Thanks for the answer. I have read the paper that You have mentioned and I think that there is something that You are missing.
I have used the Ciao prolog partially because I wanted to have a nice module system (and i didn't have money for Sicstus :). The other reason was excellent lpdoc system) but there is, in my opinion, something that could be done for the support of operators in the module system.
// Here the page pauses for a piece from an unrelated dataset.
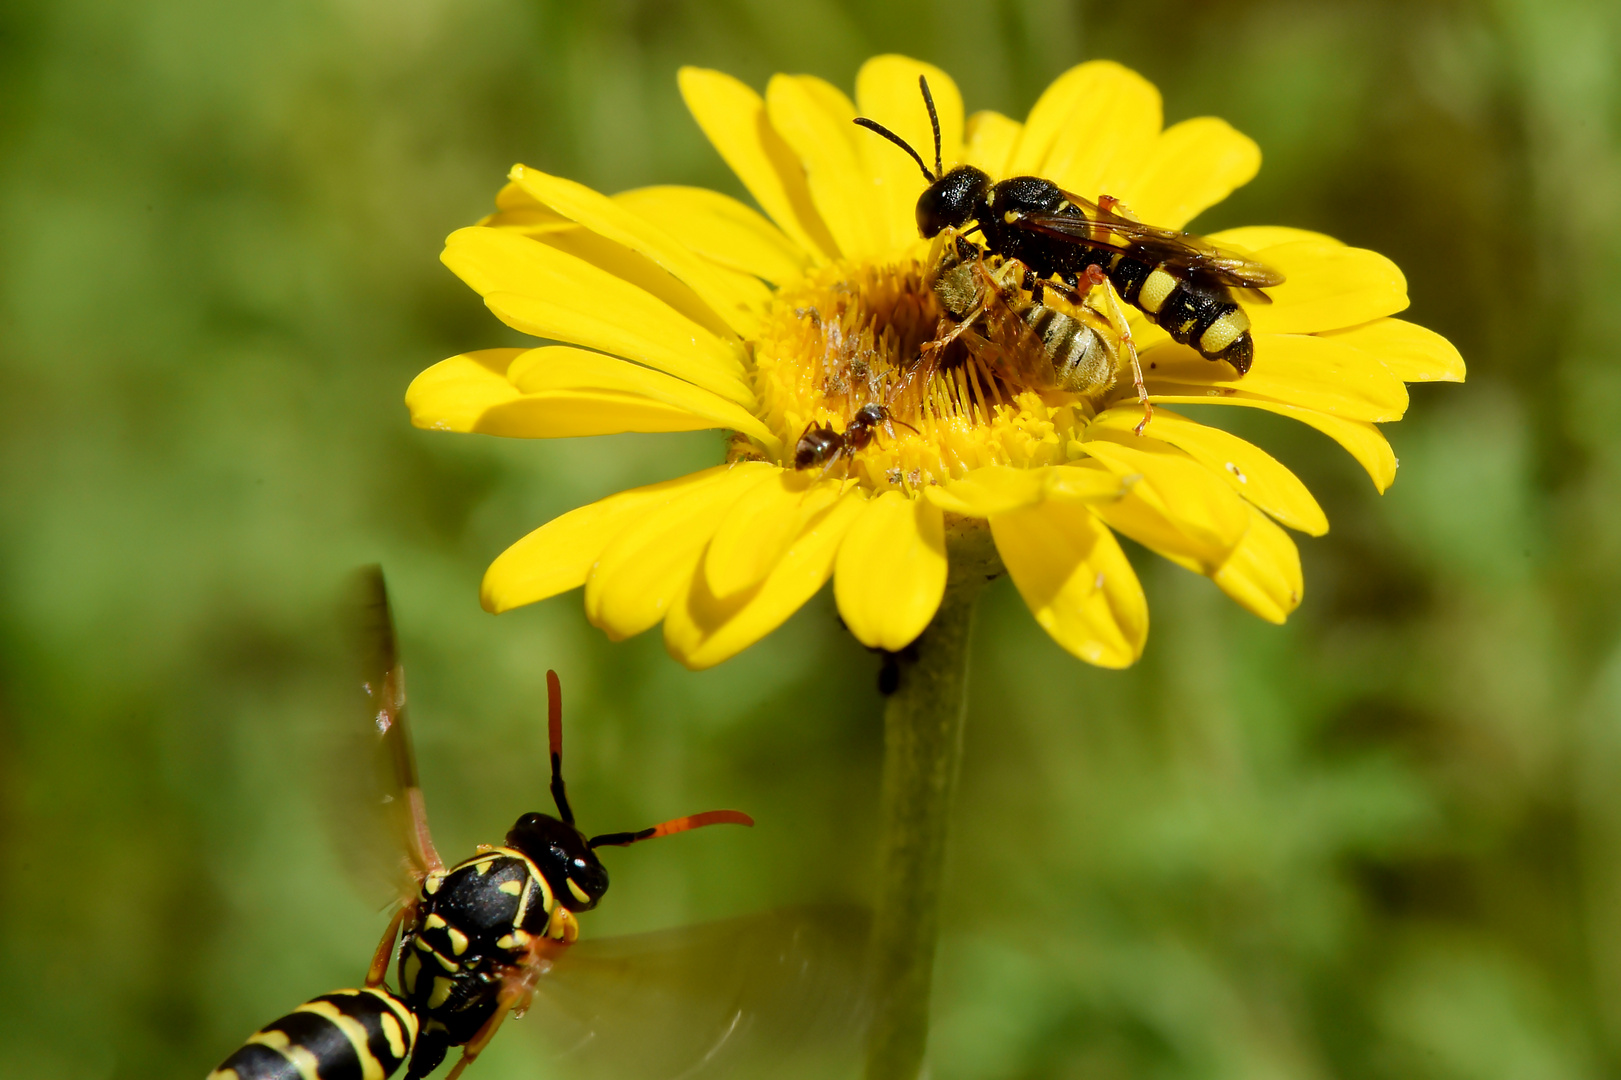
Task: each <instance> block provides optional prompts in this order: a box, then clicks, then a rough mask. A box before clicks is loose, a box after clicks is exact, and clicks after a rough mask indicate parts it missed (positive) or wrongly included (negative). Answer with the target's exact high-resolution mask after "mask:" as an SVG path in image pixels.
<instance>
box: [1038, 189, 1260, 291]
mask: <svg viewBox="0 0 1621 1080" xmlns="http://www.w3.org/2000/svg"><path fill="white" fill-rule="evenodd" d="M1063 196H1065V198H1067V199H1070V201H1071V203H1073V204H1075V206H1078V208H1081V211H1083V212H1084V214H1086V216H1084V217H1076V216H1075V214H1024V216H1021V217H1020V219H1018V221H1016V222H1013V224H1015V225H1018V227H1020V229H1029V230H1033V232H1041V234H1046V235H1049V237H1057V238H1060V240H1076V242H1080V243H1086V245H1093V246H1099V248H1109V250H1114V251H1120V253H1123V255H1128V256H1131V258H1136V259H1141V261H1144V263H1154V264H1167V266H1172V268H1177V269H1183V271H1187V272H1190V274H1198V276H1203V277H1206V279H1209V281H1214V282H1217V284H1222V285H1229V287H1232V289H1269V287H1272V285H1282V284H1284V276H1282V274H1281V272H1277V271H1276V269H1272V268H1271V266H1266V264H1264V263H1256V261H1255V259H1250V258H1245V256H1242V255H1238V253H1237V251H1227V250H1225V248H1219V246H1216V245H1214V243H1211V242H1209V240H1206V238H1204V237H1200V235H1195V234H1191V232H1177V230H1175V229H1159V227H1157V225H1144V224H1143V222H1136V221H1131V219H1130V217H1123V216H1120V214H1115V212H1114V211H1107V209H1104V208H1102V206H1099V204H1097V203H1093V201H1091V199H1083V198H1081V196H1078V195H1071V193H1070V191H1065V193H1063Z"/></svg>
You state in Your work that "Syntax, flags, etc. should be local to modules" and as one of the reasons you say that "it should be possible to use different syntactic ( such as operator declarations or term expansions) in different modules without them interacting" and I can totally agree with the reason but the outcome is not so sure for me. I think It would be extremely useful (and much, much more elegant than include()'ing the operator declarations) to have a possibility to "export" operator declarations from the module the same way as you do it with predicates (ie by declaring certain operators as a part of module interface). It would be a clean and elegant solution allowing the programmer to have local operators that would not interefere with other modules and some "exported" ones that would be accessible for the users of the module. Actually you could introduce the common syntax for any directive (not only operators ) that should be "exported".
I have to admit that I'm looking at the problem from a user (programmer) perspective and I can understand that there are some reasons (ciao architecture, or particular decisions made while implementing it) that make this idea hard or even impossible to implement. Nevertheless I think it is worth discussion.